Tag Archives: AWS

My First Lambda – Not Just Hello World


Amazon Web Services aka AWS provides many SaaS products.
In this post, I want to share my learnings and experiences while working on one of the SaaS Products called LAMBDA.

I’ll begin with explaining our use case a bit and then implementing and Deploying a Lambda.

USE CASE

I was working on designing and implementing on a requirement to ticket the Air Bookings. Without Ticketing, user cannot board a flight and thus fly.

MORE ABOUT TICKETING PROCESS

Ticketing is an orchestration of series of steps, some require Biz Logic evaluation and some require interacting with different 3rd Party Services multiple times over the network.

This process can be seen as event driven, can be done asynchronously with retry capabilities, scheduling capabilities, involving interaction with 3rd Party Services over the network.

It has to be completed within time constraints as per Airlines\GDSes otherwise user cannot fly.

After gathering requirements,  it seems to be a usecase of building a BOT, a Ticketing Bot, more specifically and Executor-Schedulor-Supervisor-Agent Pattern fitting very well technically.

WHAT IS “EXECUTOR-SCHEDULOR-SUPRVISOR-AGENT?

It’s a Pattern where in roles and responsibilities are clearly separated out to different actors\components.
Executor, Supervisor, Agent represent different Blocks and each is responsible to perform clearly defined task.

Executor is responsible to execute the Orchestration and likewise for other. You may choose to use Persistent Workflow frameworks, Queues for orchestration execution.

WHERE DOES LAMBDA FIT IN OUR CASE?

Ticketing Process has to be completed for multiple bookings. After all, multiple users are doing bookings on our site.

This demands multiple executors to be running in parallel and executing an orchestration independently with no interference.

Obviously, you will want that each executor picks a different Booking for ticketing.
For this, you will have synchronization and other checks in place so that once booking is owned by any executor, it does not get  executed by another Executor.

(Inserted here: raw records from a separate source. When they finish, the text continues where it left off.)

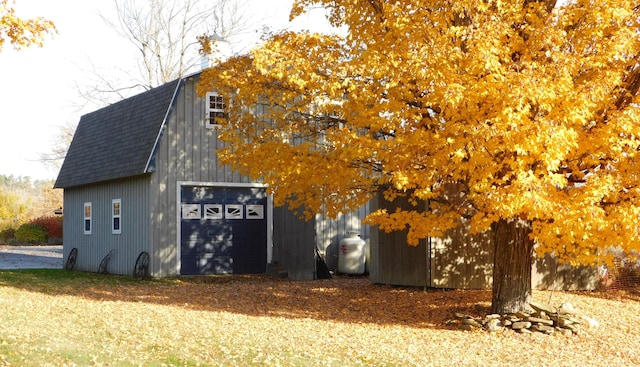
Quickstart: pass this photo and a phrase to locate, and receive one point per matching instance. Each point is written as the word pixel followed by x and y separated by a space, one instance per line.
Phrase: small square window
pixel 215 110
pixel 116 215
pixel 87 218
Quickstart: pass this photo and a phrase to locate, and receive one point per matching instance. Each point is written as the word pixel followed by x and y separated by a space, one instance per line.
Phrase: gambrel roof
pixel 119 140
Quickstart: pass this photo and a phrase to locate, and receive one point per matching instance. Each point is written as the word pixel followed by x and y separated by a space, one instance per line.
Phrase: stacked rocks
pixel 541 318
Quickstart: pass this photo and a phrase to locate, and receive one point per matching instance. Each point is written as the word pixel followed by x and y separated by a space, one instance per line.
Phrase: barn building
pixel 144 194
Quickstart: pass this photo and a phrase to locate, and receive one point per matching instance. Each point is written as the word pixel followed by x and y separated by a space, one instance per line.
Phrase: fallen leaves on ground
pixel 260 320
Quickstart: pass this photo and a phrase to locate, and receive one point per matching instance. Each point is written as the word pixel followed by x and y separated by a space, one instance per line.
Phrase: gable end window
pixel 215 110
pixel 116 216
pixel 87 218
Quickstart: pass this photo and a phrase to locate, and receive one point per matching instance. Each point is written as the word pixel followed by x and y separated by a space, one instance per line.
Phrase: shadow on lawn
pixel 343 299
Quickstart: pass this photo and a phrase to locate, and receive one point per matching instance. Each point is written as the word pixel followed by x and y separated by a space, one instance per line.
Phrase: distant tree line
pixel 27 211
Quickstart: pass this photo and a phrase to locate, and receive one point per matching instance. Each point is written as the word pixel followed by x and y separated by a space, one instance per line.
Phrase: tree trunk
pixel 512 264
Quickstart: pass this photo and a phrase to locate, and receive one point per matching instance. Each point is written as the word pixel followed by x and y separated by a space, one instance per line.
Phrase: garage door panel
pixel 224 231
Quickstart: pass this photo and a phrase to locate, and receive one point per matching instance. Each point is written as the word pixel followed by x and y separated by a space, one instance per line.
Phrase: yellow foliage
pixel 531 108
pixel 22 32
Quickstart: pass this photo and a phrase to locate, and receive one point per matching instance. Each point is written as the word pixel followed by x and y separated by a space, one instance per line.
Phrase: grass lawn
pixel 62 318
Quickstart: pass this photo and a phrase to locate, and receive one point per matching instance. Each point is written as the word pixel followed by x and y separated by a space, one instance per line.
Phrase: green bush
pixel 29 233
pixel 6 235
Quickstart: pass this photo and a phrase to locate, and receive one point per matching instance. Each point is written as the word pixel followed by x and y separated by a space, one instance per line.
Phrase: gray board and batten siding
pixel 143 150
pixel 110 158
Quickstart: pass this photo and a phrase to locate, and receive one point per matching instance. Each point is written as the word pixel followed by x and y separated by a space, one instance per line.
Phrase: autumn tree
pixel 529 107
pixel 22 32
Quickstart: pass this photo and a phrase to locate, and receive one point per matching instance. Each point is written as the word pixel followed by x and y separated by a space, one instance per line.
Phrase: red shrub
pixel 52 225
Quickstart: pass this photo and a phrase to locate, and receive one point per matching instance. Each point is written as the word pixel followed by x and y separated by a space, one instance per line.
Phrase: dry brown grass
pixel 62 318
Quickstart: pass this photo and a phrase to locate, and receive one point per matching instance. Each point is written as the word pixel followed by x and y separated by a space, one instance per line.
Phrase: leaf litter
pixel 260 320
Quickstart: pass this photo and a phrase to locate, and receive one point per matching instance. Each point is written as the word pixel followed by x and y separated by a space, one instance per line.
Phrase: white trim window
pixel 116 216
pixel 215 109
pixel 88 222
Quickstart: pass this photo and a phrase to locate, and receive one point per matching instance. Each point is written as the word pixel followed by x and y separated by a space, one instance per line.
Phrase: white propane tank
pixel 351 254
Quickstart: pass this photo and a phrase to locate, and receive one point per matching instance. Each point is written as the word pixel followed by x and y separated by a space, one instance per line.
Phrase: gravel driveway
pixel 30 257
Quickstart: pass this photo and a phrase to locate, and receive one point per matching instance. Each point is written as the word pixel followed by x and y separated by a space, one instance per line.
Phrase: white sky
pixel 38 93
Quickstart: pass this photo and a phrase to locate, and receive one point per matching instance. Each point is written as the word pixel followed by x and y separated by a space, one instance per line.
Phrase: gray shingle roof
pixel 117 141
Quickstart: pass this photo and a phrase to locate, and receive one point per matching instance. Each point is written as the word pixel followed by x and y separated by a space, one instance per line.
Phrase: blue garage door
pixel 223 230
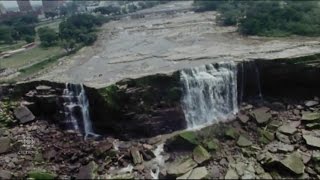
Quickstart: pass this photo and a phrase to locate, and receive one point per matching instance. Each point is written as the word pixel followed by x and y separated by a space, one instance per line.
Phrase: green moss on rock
pixel 41 174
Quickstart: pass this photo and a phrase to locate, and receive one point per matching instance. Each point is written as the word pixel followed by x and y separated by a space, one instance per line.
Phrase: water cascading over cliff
pixel 76 108
pixel 210 93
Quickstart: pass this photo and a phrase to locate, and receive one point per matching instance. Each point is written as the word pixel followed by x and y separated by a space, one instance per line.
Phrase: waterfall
pixel 158 162
pixel 76 107
pixel 210 93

Let’s say, we have a strategy that once a booking is picked by an Executor, executor updates a workItem with it’s ownership, timestamp and changes it’s status to In_Progress to reflect that Ticketing Process has been kicked in.

Now think of a scenario where in

  • an executor(s) (Server) performing a ticketing process, crashes in the middle of the process.
  • Server has been put Out of Rotation due to being Unhealthy
  • Or, you want to deploy the incremental changes and that may involve halting\interrupting the currently executing Ticketing Processes.

The 3rd scenario can be dealt with publishing Events to reach to a consistent state and stop further processing.

But, what about other Scenarios ? In that, Ticketing Process(es) will appear to be running with In_Progress status while that’s not the case.

How will you ensure that those Processes get completed later?

We will for sure want to complete the Ticketing Process at any cost.

What if we have something which can detect such Stuck Bookings and reprocess them from the last checkpoint.

Lets just focus on Supervisor.

What is the role of “Supervisor”?

Supervisor is a component made responsible to detect such Stuck Bookings and queue them for further re-processing. Note that it does not start executing those processes, instead it just re-queues them so that an executor an pick it up again.

In our case, Supervisor has to connect to Queues\Data Stores hosted in VPC.
Ok. What are the other expectations from this Supervisor?

  1. It has to be Available. You would not want your Supervisor to be down for a long time. However, you would want that when 
  2. A Single Supervisor can fulfill the need. No need to run the multiple Supervisors at a time.
  3. Supervisor running periodically.
  4. Supervisor running in background
  5. Supervisor has no state attached to it

All the above expectations made LAMBDA a good Fit in our case.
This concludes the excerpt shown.